In my quarter-century as a book reviewer, I’ve run across a fair number of first-rate musical biographies, and in recent weeks I’ve been rereading some of them in search of inspiration:

• Nolan Porterfield’s Jimmie Rodgers: The Life and Times of America’s Blue Yodeler is that rarity of rarities, an academic biography written with a journalist’s flair. That it should have been written about a country singer is all the more remarkable. Nowadays a similar study would have been crammed full of tendentious, theory-based interpretation and trendy critical jargon, but Porterfield steered clear of such superfluities, and gave us a book that is as definitive as any biography can hope to be.

• David Cairns’s two-volume biography of Hector Berlioz, The Making of an Artist and Servitude and Greatness is, hands down, the best biography of a great composer ever published. To be sure, it would be hard to write a dull biography of Berlioz, whose life was so full of spectacularly unlikely occurrences that a mere summary is intriguing; but Cairns brought off the near-impossible feat of producing a biography comparable in quality to the composer’s own sensationally readable Memoirs. Indeed, I would go so far as to say that it is as good—and well written—as any of the best literary biographies, which is saying something.

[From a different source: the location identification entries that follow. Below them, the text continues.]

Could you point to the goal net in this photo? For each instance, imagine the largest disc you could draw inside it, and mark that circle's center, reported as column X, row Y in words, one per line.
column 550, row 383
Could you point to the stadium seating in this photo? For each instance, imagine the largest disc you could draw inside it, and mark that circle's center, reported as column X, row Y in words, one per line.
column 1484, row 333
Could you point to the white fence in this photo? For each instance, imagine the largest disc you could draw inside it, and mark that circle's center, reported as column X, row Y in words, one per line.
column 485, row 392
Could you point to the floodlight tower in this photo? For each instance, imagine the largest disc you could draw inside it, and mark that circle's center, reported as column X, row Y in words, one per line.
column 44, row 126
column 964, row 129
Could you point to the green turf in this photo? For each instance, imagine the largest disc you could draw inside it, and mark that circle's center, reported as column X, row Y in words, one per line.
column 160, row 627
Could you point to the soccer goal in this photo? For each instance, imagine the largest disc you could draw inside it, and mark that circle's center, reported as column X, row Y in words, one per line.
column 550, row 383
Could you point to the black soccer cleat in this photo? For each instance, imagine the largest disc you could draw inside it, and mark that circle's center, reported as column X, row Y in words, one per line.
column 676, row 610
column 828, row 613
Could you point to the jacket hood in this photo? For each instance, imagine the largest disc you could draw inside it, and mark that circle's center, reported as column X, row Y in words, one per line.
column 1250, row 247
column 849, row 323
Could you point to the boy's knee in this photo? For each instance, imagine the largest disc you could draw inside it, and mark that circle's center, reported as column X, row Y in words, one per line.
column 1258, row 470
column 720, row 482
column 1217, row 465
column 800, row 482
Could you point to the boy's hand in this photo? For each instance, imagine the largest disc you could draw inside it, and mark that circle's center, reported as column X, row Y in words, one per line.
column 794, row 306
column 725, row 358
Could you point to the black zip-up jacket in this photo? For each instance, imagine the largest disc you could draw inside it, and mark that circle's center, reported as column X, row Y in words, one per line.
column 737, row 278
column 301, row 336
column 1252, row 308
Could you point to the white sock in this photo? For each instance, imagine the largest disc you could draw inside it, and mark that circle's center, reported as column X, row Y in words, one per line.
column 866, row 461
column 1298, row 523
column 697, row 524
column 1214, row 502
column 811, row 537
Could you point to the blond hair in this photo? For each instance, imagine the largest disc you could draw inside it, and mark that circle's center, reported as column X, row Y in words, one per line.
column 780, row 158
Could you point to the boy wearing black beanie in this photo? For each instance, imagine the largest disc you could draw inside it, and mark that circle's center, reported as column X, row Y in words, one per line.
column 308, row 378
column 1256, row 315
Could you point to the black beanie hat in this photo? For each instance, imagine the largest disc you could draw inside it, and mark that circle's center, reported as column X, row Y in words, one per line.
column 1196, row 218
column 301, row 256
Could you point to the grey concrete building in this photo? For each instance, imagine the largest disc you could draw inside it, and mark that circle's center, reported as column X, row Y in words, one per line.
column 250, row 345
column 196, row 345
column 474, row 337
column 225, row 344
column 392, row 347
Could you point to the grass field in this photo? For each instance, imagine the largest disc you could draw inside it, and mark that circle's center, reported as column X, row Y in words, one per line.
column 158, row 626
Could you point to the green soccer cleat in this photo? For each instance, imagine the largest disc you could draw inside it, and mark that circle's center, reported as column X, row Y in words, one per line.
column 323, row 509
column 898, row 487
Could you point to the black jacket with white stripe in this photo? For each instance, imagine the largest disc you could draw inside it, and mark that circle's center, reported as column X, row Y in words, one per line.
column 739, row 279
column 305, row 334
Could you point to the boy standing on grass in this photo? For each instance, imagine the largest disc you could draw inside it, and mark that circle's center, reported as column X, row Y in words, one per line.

• Peter Guralnick’s Last Train to Memphis: The Rise of Elvis Presley (1994) is the first (and, so far, only) biography of a rock musician that aspires to the same level of seriousness as a classical-music biography. The second volume, published in 1999, was inevitably less interesting, since Presley’s life after 1960 was an unedifying chronicle of public decline and private squalor. In Last Train to Memphis, by contrast, we see the young Elvis up close, and even those who take no interest in his music will find his story irresistibly compelling.

• I know of no finer biography of an American composer than Anthony Tommasini’s Virgil Thomson: Composer on the Aisle (1997). Among countless other good things, Tommasini brings off the difficult task of writing about a man he knew personally without lapsing into sentiment—or spite. I wish he would now turn his hand to writing an equally penetrating life of Aaron Copland!

• At 851 closely packed pages, Richard Osborne’s Herbert von Karajan: A Life In Music (1998) ought by all rights to be tedious. Instead it’s a page-turner, partly because Karajan’s complex personality was so fascinating, but mostly because Osborne is a lucid stylist with a comprehensive understanding of his subject and a highly developed sense of the relevant—three traits rarely to be found in the same biographer.

• Lewis Lockwood’s Beethoven: The Music and the Life (2003) is the kind of book that can only be written by a great scholar who has spent a lifetime reflecting on a major artist. Though the subtitle accurately reflects Lockwood’s priorities—he devotes more space to Beethoven’s music than his life—he succeeds in integrating life and work into a single, fully unified treatment. The result, as I wrote in COMMENTARY four years ago, is “a profoundly humane work of scholarship that will—or at least should—appeal to specialists and generalists in equal measure.”